Three cheers for Tina's dogs!!!! And, thank God for Pauls .380!!!
The squirrels here have a reputation for rabies.
About dogs and sobriety?
Well -- after I had been sober a couple of months, and had kept hearing about becoming responsible and stuff like that -- I decided that I would get a dog and show that I was responsible, too!
I had a big office in Van Nuys, California -- with a bunch of CPA's, Lenders, Lawyers and Loan Sharks.
And, I would bring the dog into the office and have the girls that worked in the office tend to the dog -- except I would sometimes take him out to pee -- (whenever I could catch him before he pee'd on the carpets). The girls got one of those kid's things that blocks a door so a kid doesn't run off -- and put the dog in my office with that kid thing in front of my door. Then, the dog would start howling and crapping. I felt like God was punishing me with that little dog! He knew I was trying to act sober and be sober and show I was still able to manage my life -- let alone manage a little dogs life.

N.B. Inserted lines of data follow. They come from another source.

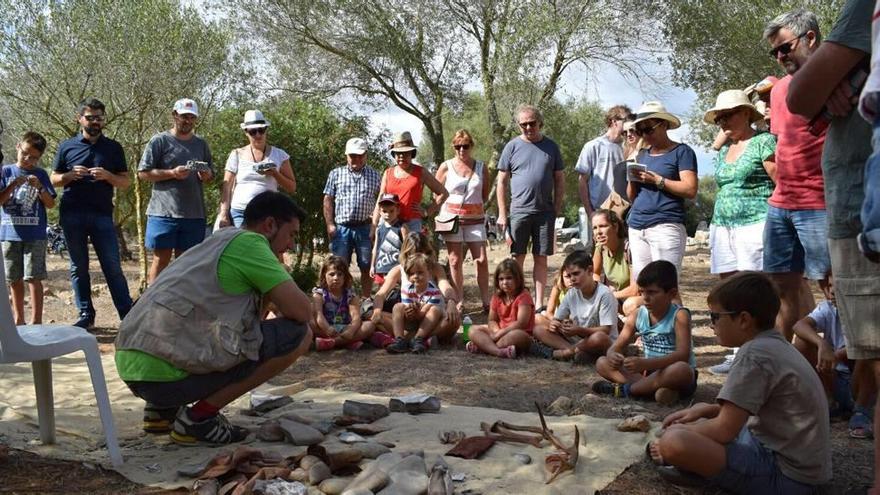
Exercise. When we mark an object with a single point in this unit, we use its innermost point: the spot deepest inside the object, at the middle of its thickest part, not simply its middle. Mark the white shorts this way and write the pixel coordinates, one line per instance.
(735, 249)
(665, 241)
(468, 233)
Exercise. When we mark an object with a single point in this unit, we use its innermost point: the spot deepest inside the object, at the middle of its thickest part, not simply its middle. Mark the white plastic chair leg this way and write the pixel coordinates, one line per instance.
(96, 370)
(45, 400)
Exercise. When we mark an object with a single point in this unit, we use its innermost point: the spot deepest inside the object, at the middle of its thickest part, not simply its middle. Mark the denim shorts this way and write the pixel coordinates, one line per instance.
(280, 337)
(25, 260)
(751, 468)
(796, 241)
(174, 233)
(350, 240)
(536, 228)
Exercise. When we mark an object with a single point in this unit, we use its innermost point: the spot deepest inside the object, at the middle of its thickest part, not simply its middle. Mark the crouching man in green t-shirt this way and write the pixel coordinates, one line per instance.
(194, 341)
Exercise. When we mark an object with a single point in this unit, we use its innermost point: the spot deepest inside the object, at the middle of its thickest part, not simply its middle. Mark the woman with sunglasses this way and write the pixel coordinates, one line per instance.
(467, 181)
(744, 171)
(407, 181)
(656, 219)
(253, 169)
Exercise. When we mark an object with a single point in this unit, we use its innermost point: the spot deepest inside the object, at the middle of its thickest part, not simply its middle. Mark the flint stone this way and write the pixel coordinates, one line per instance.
(300, 434)
(371, 450)
(365, 410)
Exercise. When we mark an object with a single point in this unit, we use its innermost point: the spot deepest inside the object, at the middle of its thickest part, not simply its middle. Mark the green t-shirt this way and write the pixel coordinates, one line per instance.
(744, 185)
(246, 265)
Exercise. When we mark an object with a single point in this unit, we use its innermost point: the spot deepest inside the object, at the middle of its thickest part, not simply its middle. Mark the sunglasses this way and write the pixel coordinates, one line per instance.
(785, 48)
(714, 317)
(645, 131)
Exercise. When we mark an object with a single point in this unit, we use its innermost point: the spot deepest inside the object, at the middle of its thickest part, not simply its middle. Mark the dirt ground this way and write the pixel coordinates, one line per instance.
(452, 374)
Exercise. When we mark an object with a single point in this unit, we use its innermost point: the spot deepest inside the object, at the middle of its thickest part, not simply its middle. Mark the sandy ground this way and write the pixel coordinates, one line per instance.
(452, 374)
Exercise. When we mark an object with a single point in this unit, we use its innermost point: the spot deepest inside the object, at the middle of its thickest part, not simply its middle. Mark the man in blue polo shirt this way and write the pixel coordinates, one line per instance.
(88, 166)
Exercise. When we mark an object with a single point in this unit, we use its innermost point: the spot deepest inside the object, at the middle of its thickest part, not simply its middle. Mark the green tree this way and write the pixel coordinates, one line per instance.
(137, 56)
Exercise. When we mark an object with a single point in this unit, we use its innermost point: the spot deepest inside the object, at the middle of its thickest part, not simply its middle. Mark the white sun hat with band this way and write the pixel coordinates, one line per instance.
(655, 110)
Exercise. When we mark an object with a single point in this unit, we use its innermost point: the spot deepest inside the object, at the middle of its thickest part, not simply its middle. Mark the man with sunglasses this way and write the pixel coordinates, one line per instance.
(795, 232)
(531, 169)
(829, 85)
(89, 166)
(176, 212)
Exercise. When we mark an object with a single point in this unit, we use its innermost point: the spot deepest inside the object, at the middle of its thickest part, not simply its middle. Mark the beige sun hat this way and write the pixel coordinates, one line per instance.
(656, 110)
(402, 143)
(728, 100)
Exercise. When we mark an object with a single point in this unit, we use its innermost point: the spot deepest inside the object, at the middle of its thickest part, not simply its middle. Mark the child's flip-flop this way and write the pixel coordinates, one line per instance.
(860, 426)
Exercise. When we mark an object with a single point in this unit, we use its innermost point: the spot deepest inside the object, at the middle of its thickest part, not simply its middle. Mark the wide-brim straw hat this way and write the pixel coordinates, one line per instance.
(656, 110)
(402, 143)
(729, 100)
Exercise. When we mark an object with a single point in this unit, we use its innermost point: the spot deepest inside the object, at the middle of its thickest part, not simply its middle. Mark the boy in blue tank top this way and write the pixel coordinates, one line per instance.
(667, 371)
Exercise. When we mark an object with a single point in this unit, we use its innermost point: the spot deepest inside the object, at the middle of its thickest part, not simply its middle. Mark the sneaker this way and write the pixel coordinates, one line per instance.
(381, 340)
(418, 346)
(86, 320)
(666, 396)
(159, 419)
(724, 367)
(508, 352)
(399, 345)
(603, 387)
(216, 430)
(541, 350)
(324, 344)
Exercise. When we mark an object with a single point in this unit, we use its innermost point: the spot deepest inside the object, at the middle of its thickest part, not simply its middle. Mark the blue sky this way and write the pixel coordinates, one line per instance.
(608, 87)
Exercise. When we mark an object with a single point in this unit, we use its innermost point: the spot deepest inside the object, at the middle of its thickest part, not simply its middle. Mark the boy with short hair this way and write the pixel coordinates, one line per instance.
(838, 374)
(586, 320)
(668, 370)
(421, 307)
(389, 237)
(25, 193)
(769, 431)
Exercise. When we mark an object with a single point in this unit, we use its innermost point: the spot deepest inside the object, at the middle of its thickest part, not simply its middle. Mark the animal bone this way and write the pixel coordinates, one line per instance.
(564, 460)
(504, 435)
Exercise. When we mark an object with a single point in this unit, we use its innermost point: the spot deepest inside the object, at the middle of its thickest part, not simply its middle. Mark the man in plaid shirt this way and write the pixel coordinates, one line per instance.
(349, 200)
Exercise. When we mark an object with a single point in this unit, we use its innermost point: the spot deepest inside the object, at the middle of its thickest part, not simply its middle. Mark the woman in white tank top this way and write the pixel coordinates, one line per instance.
(467, 182)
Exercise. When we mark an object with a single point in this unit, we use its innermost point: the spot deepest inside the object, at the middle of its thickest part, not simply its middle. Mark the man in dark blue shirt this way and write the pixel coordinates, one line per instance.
(88, 166)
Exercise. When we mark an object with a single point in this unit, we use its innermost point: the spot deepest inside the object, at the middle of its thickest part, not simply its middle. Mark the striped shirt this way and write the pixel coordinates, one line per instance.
(354, 193)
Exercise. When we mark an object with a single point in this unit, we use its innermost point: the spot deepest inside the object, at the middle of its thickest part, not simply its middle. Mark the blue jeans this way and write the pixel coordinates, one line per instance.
(796, 241)
(350, 240)
(78, 228)
(752, 468)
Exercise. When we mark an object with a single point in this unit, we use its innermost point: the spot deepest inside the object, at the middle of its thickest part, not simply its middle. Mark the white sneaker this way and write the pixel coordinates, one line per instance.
(722, 368)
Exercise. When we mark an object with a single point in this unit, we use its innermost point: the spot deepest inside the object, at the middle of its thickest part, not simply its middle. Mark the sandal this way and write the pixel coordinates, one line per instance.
(860, 426)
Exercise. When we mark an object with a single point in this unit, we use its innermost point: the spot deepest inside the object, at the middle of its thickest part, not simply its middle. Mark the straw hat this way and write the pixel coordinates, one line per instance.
(402, 143)
(729, 100)
(656, 110)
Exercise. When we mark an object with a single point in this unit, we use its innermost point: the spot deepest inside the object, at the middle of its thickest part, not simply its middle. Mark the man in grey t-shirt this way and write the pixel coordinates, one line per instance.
(531, 168)
(176, 213)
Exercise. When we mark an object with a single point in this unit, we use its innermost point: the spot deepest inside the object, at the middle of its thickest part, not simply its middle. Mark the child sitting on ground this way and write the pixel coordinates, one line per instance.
(389, 236)
(769, 431)
(586, 321)
(25, 193)
(668, 370)
(337, 316)
(421, 307)
(511, 316)
(828, 354)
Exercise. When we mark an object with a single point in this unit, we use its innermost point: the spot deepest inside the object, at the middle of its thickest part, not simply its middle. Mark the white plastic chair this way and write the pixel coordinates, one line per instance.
(38, 344)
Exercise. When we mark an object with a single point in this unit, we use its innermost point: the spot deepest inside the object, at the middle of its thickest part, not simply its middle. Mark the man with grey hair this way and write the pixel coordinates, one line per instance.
(795, 233)
(531, 168)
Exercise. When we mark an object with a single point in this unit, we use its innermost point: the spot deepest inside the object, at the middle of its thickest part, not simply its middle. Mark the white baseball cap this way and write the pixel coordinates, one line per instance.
(355, 146)
(186, 105)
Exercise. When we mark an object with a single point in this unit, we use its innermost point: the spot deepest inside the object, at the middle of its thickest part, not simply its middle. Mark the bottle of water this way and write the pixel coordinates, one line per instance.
(466, 328)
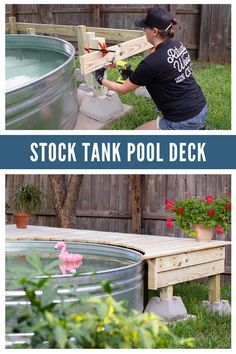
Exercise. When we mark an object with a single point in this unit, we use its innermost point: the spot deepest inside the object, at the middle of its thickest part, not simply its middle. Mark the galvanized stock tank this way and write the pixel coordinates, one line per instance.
(122, 266)
(41, 90)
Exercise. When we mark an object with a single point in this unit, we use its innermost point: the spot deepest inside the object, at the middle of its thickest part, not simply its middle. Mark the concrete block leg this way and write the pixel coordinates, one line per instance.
(170, 309)
(221, 307)
(101, 108)
(215, 304)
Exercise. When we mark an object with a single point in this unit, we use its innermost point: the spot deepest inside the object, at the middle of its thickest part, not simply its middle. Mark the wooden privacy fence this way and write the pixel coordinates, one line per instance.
(124, 203)
(204, 29)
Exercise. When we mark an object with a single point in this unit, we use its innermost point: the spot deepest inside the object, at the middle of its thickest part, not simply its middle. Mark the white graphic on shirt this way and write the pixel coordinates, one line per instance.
(180, 59)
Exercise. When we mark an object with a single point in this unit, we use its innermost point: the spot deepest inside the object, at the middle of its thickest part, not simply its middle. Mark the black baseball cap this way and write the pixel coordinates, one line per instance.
(156, 17)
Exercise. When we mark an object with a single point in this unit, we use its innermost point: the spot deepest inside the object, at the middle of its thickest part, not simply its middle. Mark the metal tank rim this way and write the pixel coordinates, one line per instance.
(44, 38)
(134, 265)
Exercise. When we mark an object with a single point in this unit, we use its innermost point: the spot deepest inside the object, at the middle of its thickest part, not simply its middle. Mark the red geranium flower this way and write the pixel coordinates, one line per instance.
(219, 230)
(211, 212)
(180, 210)
(210, 199)
(169, 223)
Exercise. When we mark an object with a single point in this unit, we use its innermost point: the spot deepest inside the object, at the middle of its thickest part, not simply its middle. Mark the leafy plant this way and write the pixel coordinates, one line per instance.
(212, 211)
(27, 198)
(87, 323)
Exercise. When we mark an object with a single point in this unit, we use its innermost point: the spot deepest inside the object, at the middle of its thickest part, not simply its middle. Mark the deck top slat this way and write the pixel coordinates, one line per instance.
(150, 246)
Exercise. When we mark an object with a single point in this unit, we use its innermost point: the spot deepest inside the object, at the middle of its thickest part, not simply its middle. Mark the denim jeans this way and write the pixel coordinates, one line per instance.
(189, 124)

Two weeks later -- I had to find the dog a new home. I just didn't have it in me to be that responsible. It seemed like I could run the company okay -- but, probably -- it was the girls in the office and the others that were actually running things and letting me think I was still in charge.
Who knows? I had a lot of fog to travel through.
I remember that I thought the little pup was real cute when I got him or her -- whatever it was. I think it was a her -- because I remember getting up tight at the girl who took him to raise him/her over her naming it Mr. Bill!
She was the same girl who went to Mexico with me on my infamous drunk-out, while I was trying to get my six month chip!
The girl stayed cute -- but that dog grew up to be the ugliest dog I ever saw! It was really strange looking after it grew up
I used to feel sorry for it because it was so ugly.
The moral of this story is: If you get sober again, read the book, take the Steps, call your sponsor -- and get into service work -- for at least seven years -- (like I did) -- then, if you were like me -- you can have a second chance at being a dog dad!!!
My little girl is now 13 years old and she's still a pup!!! She's been a sponsor, a Power Greater than me, my best friend, my adopted daughter, and flesh of my flesh and fur of my fur. She used to pray with me -- but, now that she's older -- she lets me pray by myself. She has taught me more about life and love and commitment and patience and tolerance and respect -- than anything I can think of. She's kind and loves other animals (doesn't like people, though) -- and she used to get out the front door to chase the neighbors cat -- just to give it kisses!
I've almost lost her three times now, to health problems. And, it scared the heck out of me. It would be like losing a kid.
Two years ago -- I adopted a Black Lab that now weights 110 pounds. And, he's just like a son to me. Too bad my kids couldn't have grown up to be as nice and as good as my dogs!!!